The ugly consequences of the Missouri Compromise, which tried to balance the power of slave and non-slave states, are still with us. How different it would be if the Framers had banned slavery, or if moral courage had been in greater supply in our nations first few, fragile decades.


The political protectors of insurance industry profits aren’t short of words. But every utterance from Washington like "we don’t have the votes for a public option" is so cowardly and disgusting that the stomach turns. Imagine a husband impotently watching a brutal assault on his wife. "Honey, I would have protected you but I just wasn’t sufficiently armed." That’s what the excuses from Congress sound like.


America has the economic ability to save 18,000 lives each year and end the suffering of millions of more who struggle with illness and disease. The only reason we don’t do it is that insurance companies haven’t yet figured out how to do it at a profit.


The health insurance industry earns its profits from the denial of coverage and benefits. It’s not so different from the Southern plantation owners who earned their profit from slave labor. The latter had their economic justifications for their immorality. So do the insurance companies.


False arguments about "government-run" health care ignore the fact that the current system is run by unaccountable insurance company bureaucrats. Hollow arguments about the cost of saving 18,000 lives a year are morally twisted, too. There’s no reason for these premature deaths except the protection of insurance company profits.

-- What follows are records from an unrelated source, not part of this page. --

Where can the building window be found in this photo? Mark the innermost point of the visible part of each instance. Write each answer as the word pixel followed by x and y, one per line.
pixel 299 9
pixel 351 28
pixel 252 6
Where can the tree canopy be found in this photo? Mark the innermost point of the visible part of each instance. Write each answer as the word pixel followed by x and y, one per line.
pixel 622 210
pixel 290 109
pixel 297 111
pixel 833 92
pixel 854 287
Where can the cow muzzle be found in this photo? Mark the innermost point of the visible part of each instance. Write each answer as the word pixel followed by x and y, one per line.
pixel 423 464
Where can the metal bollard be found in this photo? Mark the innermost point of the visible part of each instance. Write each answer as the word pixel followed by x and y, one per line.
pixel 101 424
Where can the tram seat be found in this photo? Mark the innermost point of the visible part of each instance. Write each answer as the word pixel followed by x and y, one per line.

That makes it blood money, some of which makes it back into the campaign coffers of politicians who protect their insurance industry masters.


Disease and death are unavoidable, of course. But we are talking about unnecessary, premature deaths. In other words, people are dying because our political leaders are afraid of the insurance industry.


Condemning Americans to premature death and ill health so some can earn profits is the moral equivalent of slavery. Some may find the comparison extreme, others distasteful. But history will record it as a fact.


And members of Congress who ignore that fact can be certain that their descendants will be haunted by their blindness and cowardice.